Tarife:Nach S-Bahn-Pannen: Für die Pendler gibt's kein Geld zurück

Lesezeit: 2 min

  • Ein Kurzschluss am Hauptbahnhof am Donnerstagabend, Schnee und Eis am Freitagmorgen: S-Bahn-Fahrgäste in München haben zwei chaotische Tage hinter sich.
  • Trotz der größten Panne seit langem dürfen die Fahrgäste aber nicht auf Rückerstattungen von Kosten hoffen - das könnte sich von 2019 an aber ändern.
  • Bis dahin verrät die SZ-Redaktion ein paar persönliche Stressbewältigungsstrategien.
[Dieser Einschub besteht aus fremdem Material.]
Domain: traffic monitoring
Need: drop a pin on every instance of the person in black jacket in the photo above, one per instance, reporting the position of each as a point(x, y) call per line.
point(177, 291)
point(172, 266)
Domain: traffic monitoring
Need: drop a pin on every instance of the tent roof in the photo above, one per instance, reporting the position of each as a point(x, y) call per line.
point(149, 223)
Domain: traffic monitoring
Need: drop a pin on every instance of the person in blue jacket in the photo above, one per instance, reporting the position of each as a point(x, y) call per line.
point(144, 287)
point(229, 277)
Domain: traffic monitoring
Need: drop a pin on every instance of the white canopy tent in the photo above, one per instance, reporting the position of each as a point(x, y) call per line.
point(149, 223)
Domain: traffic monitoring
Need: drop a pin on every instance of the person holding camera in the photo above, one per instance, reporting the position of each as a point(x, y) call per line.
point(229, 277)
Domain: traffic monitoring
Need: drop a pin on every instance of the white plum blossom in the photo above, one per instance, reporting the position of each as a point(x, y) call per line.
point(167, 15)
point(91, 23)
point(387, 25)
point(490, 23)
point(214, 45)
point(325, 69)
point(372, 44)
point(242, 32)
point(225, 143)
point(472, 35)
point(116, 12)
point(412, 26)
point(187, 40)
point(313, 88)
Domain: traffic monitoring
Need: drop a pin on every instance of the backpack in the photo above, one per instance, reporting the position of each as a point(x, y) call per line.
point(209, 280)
Von Christian Krügel, München

Die Sache klingt ganz einfach: Wer nicht die Leistung bekommt, für die er bezahlt hat, erhält sein Geld zurück. Kein Wunder also, dass das in den überfüllten Zügen am Donnerstagabend das Hauptthema unter den geplagten Pendlern war: "Wann kriegen wir unseren Fahrpreis zurück?" Doch was in allen Handels- und Dienstleistungsunternehmen der freien Wirtschaft üblich ist, gestaltet sich bei der S-Bahn München und dem Münchner Verkehrsverbund (MVV) schwierig.
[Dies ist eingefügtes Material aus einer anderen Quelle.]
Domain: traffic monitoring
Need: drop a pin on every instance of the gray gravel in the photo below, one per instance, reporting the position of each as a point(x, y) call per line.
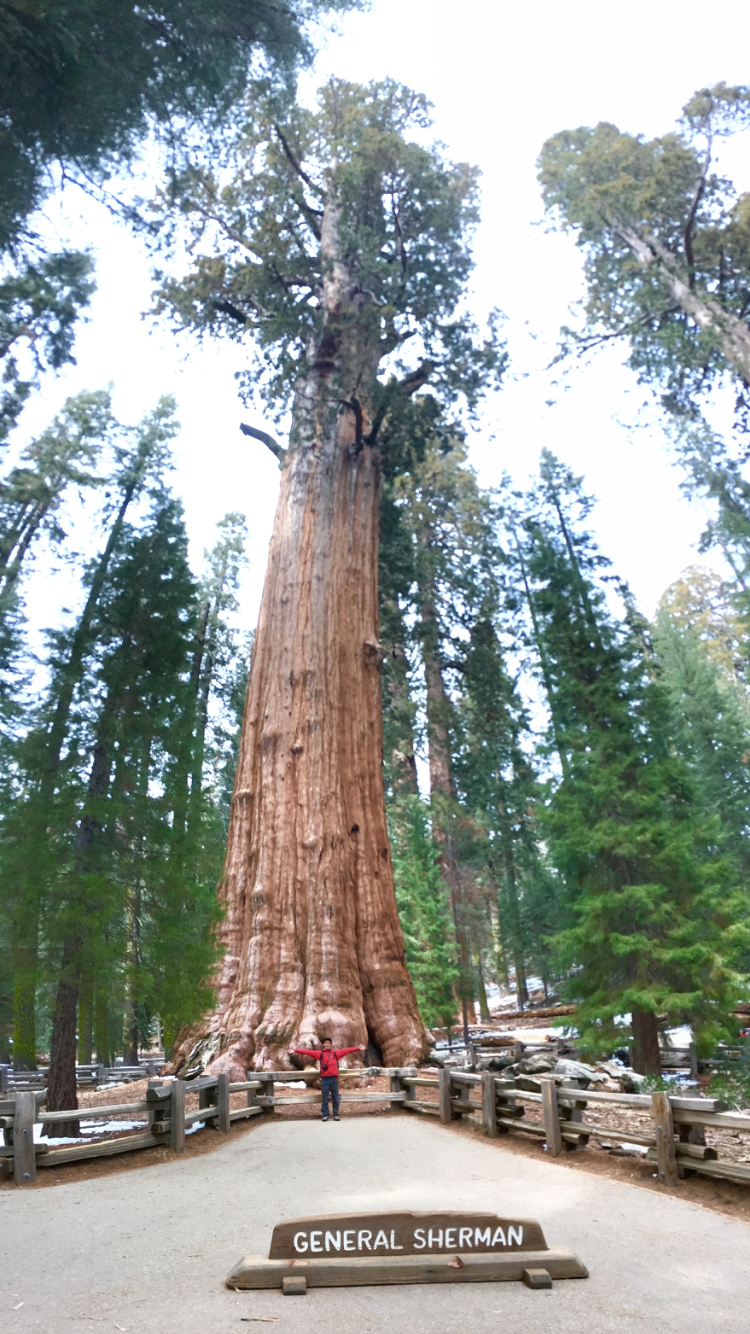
point(147, 1251)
Auftraggeber für die S-Bahn ist nicht der MVV, sondern die Bayerische Eisenbahngesellschaft (BEG). Der Vertrag, den die BEG mit der Bahntochter hat, wird seit langem kritisiert, weil er die S-Bahn bevorzuge. Denn die Erlösrisiken und -chancen aus dem gesamten S-Bahn-Betrieb mit täglich rund 800 000 Pendlern liegen bei der Bahn. Bedeutet: Die S-Bahn stellt der BEG alle Fahrten in Rechnung. Wenn es zu Zugausfällen oder Pannen wie am Donnerstag kommt, sind zwar Strafgelder, sogenannte Pönalen, fällig. Erzielte Gewinne können aber bei der Bahn verbleiben. Zwischen 100 und 150 Millionen Euro dürften das im Jahr sein, schätzen Experten. Wegen dieses Vertrags könnte auch nur die S-Bahn Rückerstattungen an Fahrgäste zahlen, sagt BEG-Geschäftsführer Johann Niggl: "Die Entscheidung darüber liegt allein dort."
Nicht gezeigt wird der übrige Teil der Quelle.